Comparative analysis of few popular machine learning and deep learning algorithms for multi-class audio classification.
We conduct experiments on the General-Purpose Tagging of Freesound Audio with AudioSet Labels (link) to automatically recognize audio events from a wide range of real-time environments. This dataset consists of heterogeneous uncompressed PCM 16 bit, 44.1 kHz, mono audio files consisting of 41 categories drawn from the AudioSet Ontology (related to musical instruments, human sounds, animals, etc.). For this project, we choose 10 audio classes to run experiments on.
Feature extraction is a fundamental and important step for any machine learning algorithm. We extract features from audio data by computing Mel Frequency Cepstral Coefficients (MFCCs) spectrograms to create 2D image-like patches. MFCC features are derived from Fourier transform and filter bank analysis, and they perform much better on downstream tasks than just using raw features like using amplitude.
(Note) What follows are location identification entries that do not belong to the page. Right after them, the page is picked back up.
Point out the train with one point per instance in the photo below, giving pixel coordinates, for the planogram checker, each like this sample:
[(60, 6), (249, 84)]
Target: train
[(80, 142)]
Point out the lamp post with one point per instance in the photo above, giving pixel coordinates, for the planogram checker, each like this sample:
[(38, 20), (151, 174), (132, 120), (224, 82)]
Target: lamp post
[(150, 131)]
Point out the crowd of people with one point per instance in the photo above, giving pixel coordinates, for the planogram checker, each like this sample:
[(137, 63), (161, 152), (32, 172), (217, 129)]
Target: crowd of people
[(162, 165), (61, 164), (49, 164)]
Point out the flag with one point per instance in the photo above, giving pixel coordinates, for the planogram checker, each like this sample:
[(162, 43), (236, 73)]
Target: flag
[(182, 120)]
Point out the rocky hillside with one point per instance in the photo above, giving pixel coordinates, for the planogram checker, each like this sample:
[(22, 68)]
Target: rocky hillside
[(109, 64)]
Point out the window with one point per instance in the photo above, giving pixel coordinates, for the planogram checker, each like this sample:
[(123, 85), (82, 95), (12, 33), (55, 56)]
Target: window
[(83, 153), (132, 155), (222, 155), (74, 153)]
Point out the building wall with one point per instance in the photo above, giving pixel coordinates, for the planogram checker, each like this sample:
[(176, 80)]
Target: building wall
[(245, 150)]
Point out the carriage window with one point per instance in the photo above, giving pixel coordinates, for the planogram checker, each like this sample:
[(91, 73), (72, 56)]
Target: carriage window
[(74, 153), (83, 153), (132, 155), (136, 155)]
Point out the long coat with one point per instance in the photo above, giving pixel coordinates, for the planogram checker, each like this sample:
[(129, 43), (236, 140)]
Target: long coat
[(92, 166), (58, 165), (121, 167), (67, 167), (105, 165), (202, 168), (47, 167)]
CNNs are capable of excellent results when compared to other machine learning algorithms. Experiments were performed with different batch sizes by training on GPU using Adam optimizer. Batch Normalization was applied after all convolutional layers. Machine learning algorithms such as Naive Bayes and Logistic Regression underfit because they don't have enough capacity to model the complex characteristics of our audio data. An extensive comparison can be found in the report.